Who can resist the indestructible Galanthus ‘Straffan’, the third oldest snowdrop cultivar still in existence, discovered in the later 1800s by the head gardener for Straffan House in County Kildare, Ireland, in a clump of G. plicatus brought back from the Crimean War by the owner, the fourth Baron Clarina? Or October-flowering Galanthus reginae-olgae, named in 1876 in honor of Queen Olga of Greece, the grandmother of the current Duke of Edinburgh? [In the US, we would say grandmother of Prince Philip, Queen Elizabeth’s husband.]
Even the plain old common snowdrop, Galanthus nivalis, an imminently garden-worthy plant, has been cultivated as an ornamental in England since the 16th century. There are written records. The species snowdrop, Galanthus woronowii, was collected on the eastern shores of the Black Sea and named by a Russian botanist for Russian plant collector Georg Jurii Nikolaewitch Woronow (1874-1931).
Even more modern snowdrops have name-dropping heritages. Snowdrops tells us that when noted horticulturist Alan Street of the well known English bulb house, Avon Bulbs, and the discoverer of Galanthus ‘Blewbury Tart’, gave three bulbs instead of one to quirky English gardener, Primrose Warburg (1920-1996), she “characteristically complained” and called it ‘Blewbury Muffin’. This is the same Primrose Warburg who we are told cautioned visitors navigating her treacherous garden slope to be careful, not because they might hurt themselves, but because the snowdrops were irreplaceable. Galanthus ‘Beth Chatto’ was, of course, discovered in the gardens of the internationally famous gardener and writer, Beth Chatto, OBE [Order of the British Empire].

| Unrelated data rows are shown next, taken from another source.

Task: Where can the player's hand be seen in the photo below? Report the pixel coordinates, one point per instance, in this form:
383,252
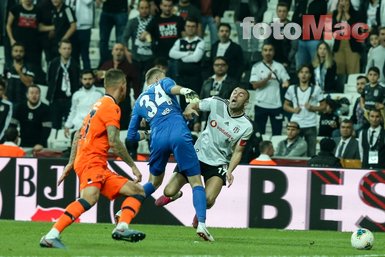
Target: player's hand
137,174
66,171
229,178
190,95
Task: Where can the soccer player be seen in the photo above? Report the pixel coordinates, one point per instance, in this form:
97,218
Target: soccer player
169,134
99,133
219,147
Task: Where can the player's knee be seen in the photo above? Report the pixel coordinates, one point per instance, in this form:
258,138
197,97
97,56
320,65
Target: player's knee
169,191
209,201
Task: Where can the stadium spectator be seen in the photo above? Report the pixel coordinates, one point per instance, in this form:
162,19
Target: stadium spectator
6,108
220,84
293,145
230,50
373,95
358,118
63,24
325,158
10,147
325,69
169,134
218,156
114,14
307,48
89,160
22,28
188,53
304,101
119,61
142,55
378,56
266,150
268,77
81,102
187,10
347,144
163,30
34,120
283,47
19,75
372,142
63,81
84,13
347,52
329,120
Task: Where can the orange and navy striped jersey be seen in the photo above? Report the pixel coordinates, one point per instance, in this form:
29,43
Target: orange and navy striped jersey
93,143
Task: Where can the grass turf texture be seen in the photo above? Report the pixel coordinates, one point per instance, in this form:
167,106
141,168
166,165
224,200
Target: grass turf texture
22,239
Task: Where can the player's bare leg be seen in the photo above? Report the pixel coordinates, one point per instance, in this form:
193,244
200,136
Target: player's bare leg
172,190
130,208
199,201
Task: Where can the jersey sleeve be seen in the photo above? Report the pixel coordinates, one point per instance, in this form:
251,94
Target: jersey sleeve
205,104
167,84
111,115
133,134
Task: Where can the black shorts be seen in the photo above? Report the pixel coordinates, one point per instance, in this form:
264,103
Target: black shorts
208,171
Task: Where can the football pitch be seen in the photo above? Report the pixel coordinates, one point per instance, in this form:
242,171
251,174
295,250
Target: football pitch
22,239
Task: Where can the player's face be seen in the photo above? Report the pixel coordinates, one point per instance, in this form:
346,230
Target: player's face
65,50
220,67
33,95
238,99
144,9
360,85
346,130
190,28
322,51
224,34
18,53
374,119
304,75
123,90
268,53
118,52
373,77
166,7
87,80
292,132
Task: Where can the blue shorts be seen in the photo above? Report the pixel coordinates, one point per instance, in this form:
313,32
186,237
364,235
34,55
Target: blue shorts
175,140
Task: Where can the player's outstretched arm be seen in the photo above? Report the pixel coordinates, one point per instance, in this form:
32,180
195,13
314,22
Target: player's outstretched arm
70,165
190,95
191,111
120,150
234,161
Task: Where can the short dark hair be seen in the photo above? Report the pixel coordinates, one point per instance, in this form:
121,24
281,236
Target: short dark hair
363,77
327,145
264,145
87,71
223,24
283,4
192,19
220,58
374,69
18,44
11,134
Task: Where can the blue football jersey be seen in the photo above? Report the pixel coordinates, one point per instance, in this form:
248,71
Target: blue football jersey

Other cultivars have discussions of their origins so complicated as to rival the US Tax Code, something I am familiar with from my former career. Galanthus ‘S. Arnott’ is in danger of losing its name to ‘Arnott’s Seedling’, the name under which it was given the Royal Horticultural Society’s Award of Garden Merit, but a name deemed unsuitable because E.A. Bowles, “one of the most revered plantsman of all times,” later called it ‘S. Arnott’. The International Cultivar Registration Society in the Netherlands has been so advised. Galanthus nivalis ‘Viridapice’ has evidently had many imitators since it was discovered prior to 1922 near an old farmhouse in northern Holland, and confusion is rampant.

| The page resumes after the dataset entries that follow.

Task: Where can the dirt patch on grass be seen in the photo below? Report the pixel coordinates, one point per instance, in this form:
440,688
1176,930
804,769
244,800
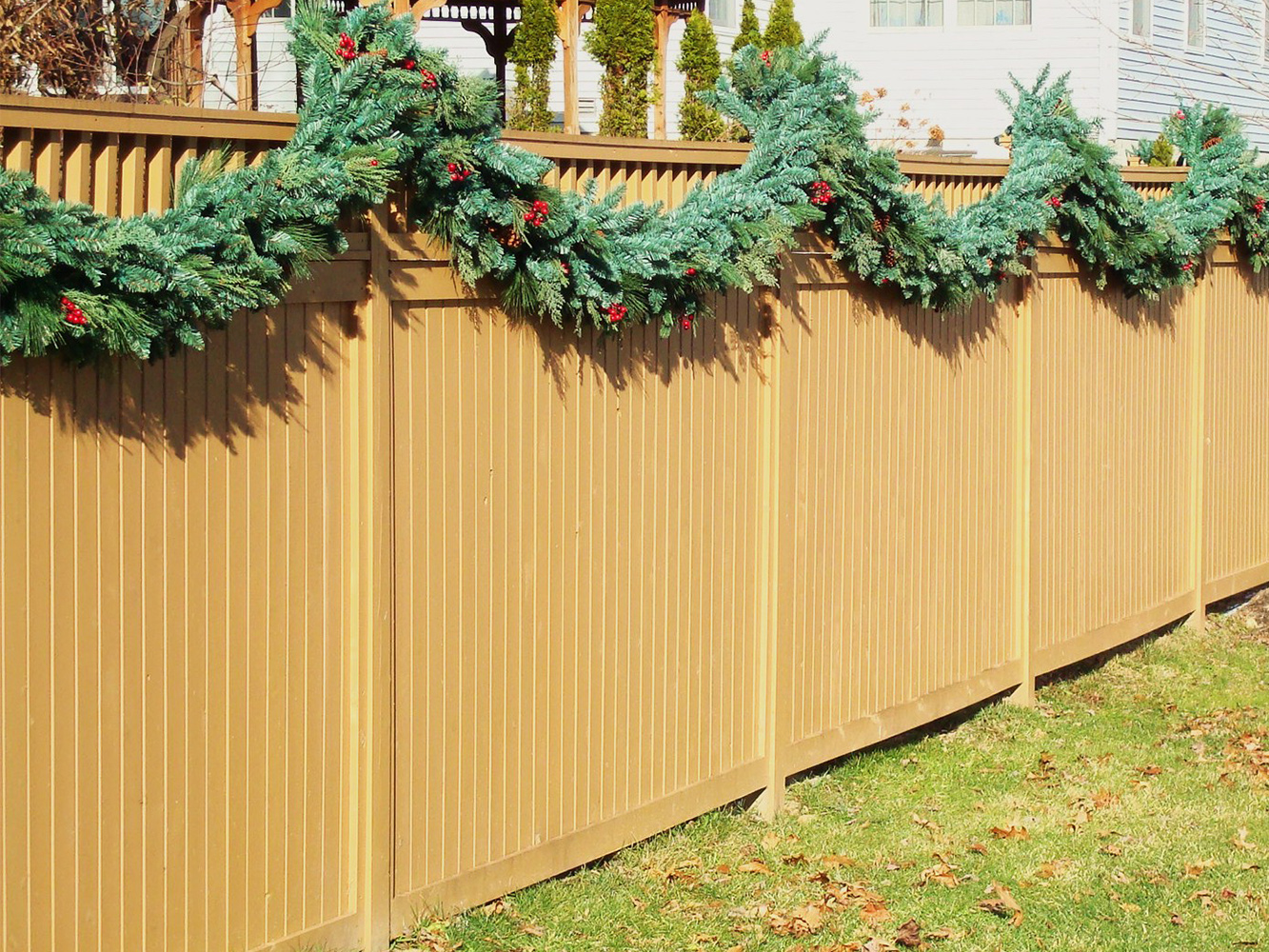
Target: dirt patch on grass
1256,616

Please do not think I am in any way making fun of this book. I love it, and I wish all plant genera had books this information-packed and well written dedicated to them. I list Snowdrops on my Blotanical profile as the garden book I am currently reading because I am always reading it. Rumor has it that a new edition is in the works (for an update from John Grimshaw, click here), and I will buy it. If you like snowdrops, you should own it too.

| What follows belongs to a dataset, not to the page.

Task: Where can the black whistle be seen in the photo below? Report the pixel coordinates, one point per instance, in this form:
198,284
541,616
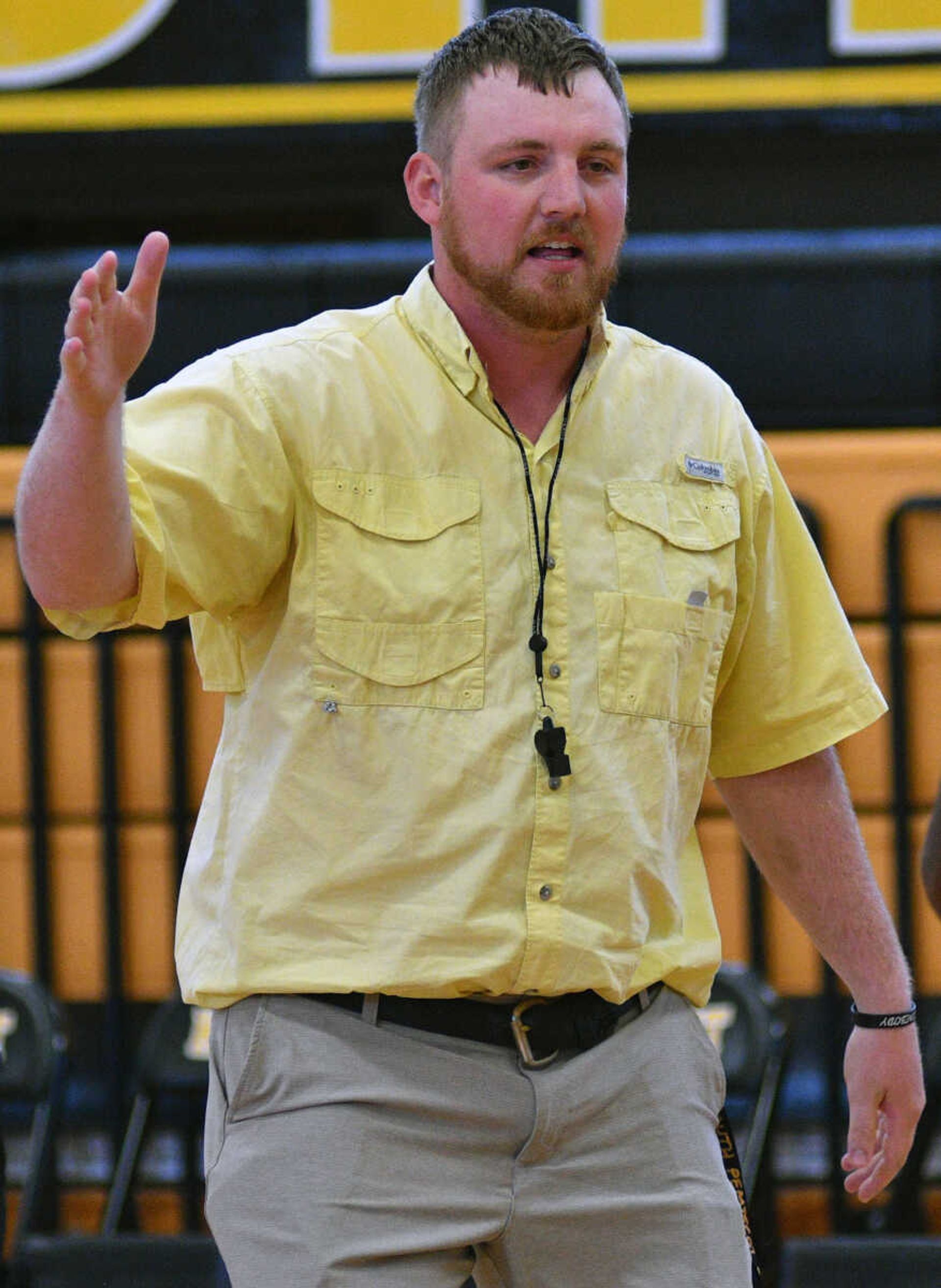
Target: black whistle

Well, based on the tales found in the snowdrop bible, what cultivars are in my future? I am intrigued by ‘Lady Beatrix Stanley’, a vigorous double, whose namesake (1877-1944) struggled to create an English garden in India when her husband was Governor of Madras. I have my eye on ‘Merlin’ with its solid green blotch, whose stock was maintained by Amy Doncaster (1894-1995), “a greatly admired, no-nonsense plantswoman” who collected my favorite plants, snowdrops, hellebores and epimediums, in her woodland garden. Finally, I would like to grow ‘Primrose Warburg’, a rare yellow snowdrop, because I think I might be just like her when I grow up.